Dazu passt es perfekt, dass sich der 31-Jährige während seines Aufenthaltes nicht in einer exklusiven Lodge oder einem Hotel unterbringen lässt, sondern ganz landestypisch. Eine Quelle aus dem Palast verriet der britischen "Hello" zufolge, dass Harry in einem kleinen Bauernhaus in einem abgelegenen Bergdorf sein Lager aufschlagen wird, eine nepalesische Familie wird Gastgeber des Prinzen sein.

Warum er sich dafür entschieden hat?

Prinz Harry will seine Reise vor allem dazu nutzen, wieder Aufmerksamkeit auf die Spätfolgen der Erdbeben im April und Mai 2015 zu lenken, die die Region erschüttert hatten.
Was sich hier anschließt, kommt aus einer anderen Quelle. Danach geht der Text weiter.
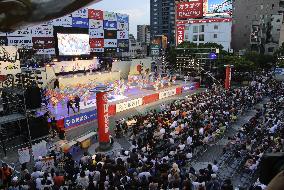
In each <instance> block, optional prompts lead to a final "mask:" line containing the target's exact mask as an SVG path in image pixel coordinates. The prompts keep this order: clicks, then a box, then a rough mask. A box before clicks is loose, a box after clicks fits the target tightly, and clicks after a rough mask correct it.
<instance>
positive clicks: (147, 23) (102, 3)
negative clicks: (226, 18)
mask: <svg viewBox="0 0 284 190" xmlns="http://www.w3.org/2000/svg"><path fill="white" fill-rule="evenodd" d="M208 1H209V7H210V4H216V3H220V2H222V1H223V0H208ZM92 8H94V9H99V10H104V11H111V12H117V13H125V14H128V15H129V30H130V33H131V34H133V35H134V36H136V33H137V25H143V24H150V0H102V1H101V2H99V3H96V4H94V5H92Z"/></svg>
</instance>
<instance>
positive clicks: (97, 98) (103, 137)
mask: <svg viewBox="0 0 284 190" xmlns="http://www.w3.org/2000/svg"><path fill="white" fill-rule="evenodd" d="M96 99H97V114H98V134H99V143H109V141H110V139H109V114H108V99H107V92H97V94H96Z"/></svg>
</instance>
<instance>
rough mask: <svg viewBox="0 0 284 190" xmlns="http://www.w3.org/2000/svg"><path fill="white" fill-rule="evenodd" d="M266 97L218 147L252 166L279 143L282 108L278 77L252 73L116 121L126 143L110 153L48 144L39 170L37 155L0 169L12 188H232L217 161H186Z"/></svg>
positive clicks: (279, 141) (119, 188) (282, 141)
mask: <svg viewBox="0 0 284 190" xmlns="http://www.w3.org/2000/svg"><path fill="white" fill-rule="evenodd" d="M281 93H282V94H281ZM281 96H282V100H281ZM265 97H271V101H269V103H268V104H266V105H265V107H264V108H263V109H262V110H259V112H258V114H257V115H256V117H255V118H254V119H252V120H250V122H249V124H247V125H244V126H243V127H242V129H241V130H240V131H239V132H238V133H237V134H236V135H235V136H234V137H231V138H230V139H229V143H228V146H227V147H226V148H224V154H225V153H226V151H229V150H232V149H233V150H236V152H237V153H238V154H239V155H240V156H243V155H242V151H246V156H245V157H244V160H245V161H246V162H245V163H244V167H245V169H248V170H253V171H255V169H256V168H257V164H258V163H259V159H260V158H261V156H262V155H263V153H264V152H266V151H270V152H277V151H281V150H283V134H284V133H283V127H282V122H283V121H282V120H281V115H282V112H279V110H281V109H278V108H279V106H281V104H280V103H281V102H280V103H279V101H283V83H282V84H281V83H279V82H275V81H274V80H272V79H271V78H270V77H264V76H261V77H255V80H253V81H252V82H251V83H250V85H248V86H246V87H241V88H236V89H231V90H229V91H226V90H224V89H221V88H217V87H216V88H214V89H211V90H208V91H206V92H201V93H199V94H195V95H192V96H190V97H187V98H185V99H178V100H175V101H173V102H172V103H170V104H168V105H161V111H156V110H152V111H149V112H148V113H147V114H143V115H136V116H133V117H131V118H129V119H127V120H126V119H121V120H119V121H117V124H116V130H115V131H116V134H117V136H119V135H121V134H124V135H125V136H129V139H130V142H131V147H130V148H129V150H121V151H119V152H117V153H116V155H113V156H109V155H103V154H96V155H88V154H87V153H85V154H84V155H83V156H82V158H81V159H80V161H79V162H76V161H74V159H73V158H72V155H71V154H69V153H67V154H64V155H63V156H62V157H61V156H60V157H59V156H58V155H56V154H55V153H54V152H52V153H51V156H53V157H54V158H55V167H54V168H53V169H51V171H42V162H41V158H39V159H38V160H37V161H36V163H35V166H34V169H33V171H29V170H28V169H27V168H26V167H25V166H24V165H23V167H22V170H21V173H20V176H18V177H14V176H13V174H12V171H11V172H10V173H9V172H7V175H6V173H5V172H2V171H3V168H4V167H3V168H2V169H1V170H0V171H1V173H0V174H1V175H0V176H1V177H2V179H3V182H4V185H6V186H7V185H8V186H9V188H8V189H10V190H18V189H39V190H50V189H62V190H63V189H78V190H79V189H88V190H96V189H107V190H112V189H118V190H119V189H150V190H156V189H172V190H178V189H183V190H219V189H222V190H233V184H232V181H231V180H230V179H221V180H220V178H219V177H218V175H219V170H220V168H219V167H220V165H219V164H218V162H217V161H212V164H209V165H208V166H207V167H206V168H203V169H200V170H198V171H197V170H195V168H193V167H192V166H191V161H192V160H193V159H197V158H198V155H199V154H200V152H202V151H203V150H204V149H205V148H206V147H210V146H212V145H214V144H215V143H216V141H217V140H218V139H220V138H222V137H223V135H224V133H225V132H226V130H228V129H229V128H230V126H231V125H230V124H231V123H232V122H234V121H236V120H237V118H238V116H239V115H242V114H244V113H245V112H246V110H249V109H252V108H253V107H254V106H255V105H256V104H257V103H259V102H261V101H262V100H263V99H264V98H265ZM282 103H283V102H282ZM282 118H283V117H282ZM281 132H282V133H281ZM281 134H282V136H281ZM232 147H233V148H232Z"/></svg>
Damals wurden fast eine Million Häuser zerstört. Viele Einwohner leben weiterhin in behelfsmäßigen Hütten oder gar Zelten. Schon am Mittwoch ließ Harry sich, noch in London, von der Wohltätigkeitsorganisation "MapAction" über ihre Arbeit und Fortschritte nach dem Erdbeben informieren. Bis zum 23. März wird er dann selbst vor Ort in Nepal sein.

Die Familie, bei der er in der Region Pokhara angeblich unterkommen soll, soll Prinz Harry selbst zu sich eingeladen haben und familiäre Verbindungen zu einem Gurkha-Regiment haben. Gurkhas sind nepalesische Soldaten, die in eigenen Regimentern innerhalb der britischen, aber auch zum Beispiel der indischen Streitkräfte im Dienst stehen. Laut "Wikipedia" sind in den britischen Gurkha-Einheiten pro Jahr ungefähr 270 Plätze verfügbar, auf die sich etwa 25.000 Nepali bewerben. Schon daran kann man sehen, welch enge Bindung das einstige Protektorat der Briten heute noch zu dem Königreich hat - so dass dem Besuch des britischen Prinzen mit großer Freude und Spannung entgegengesehen wird.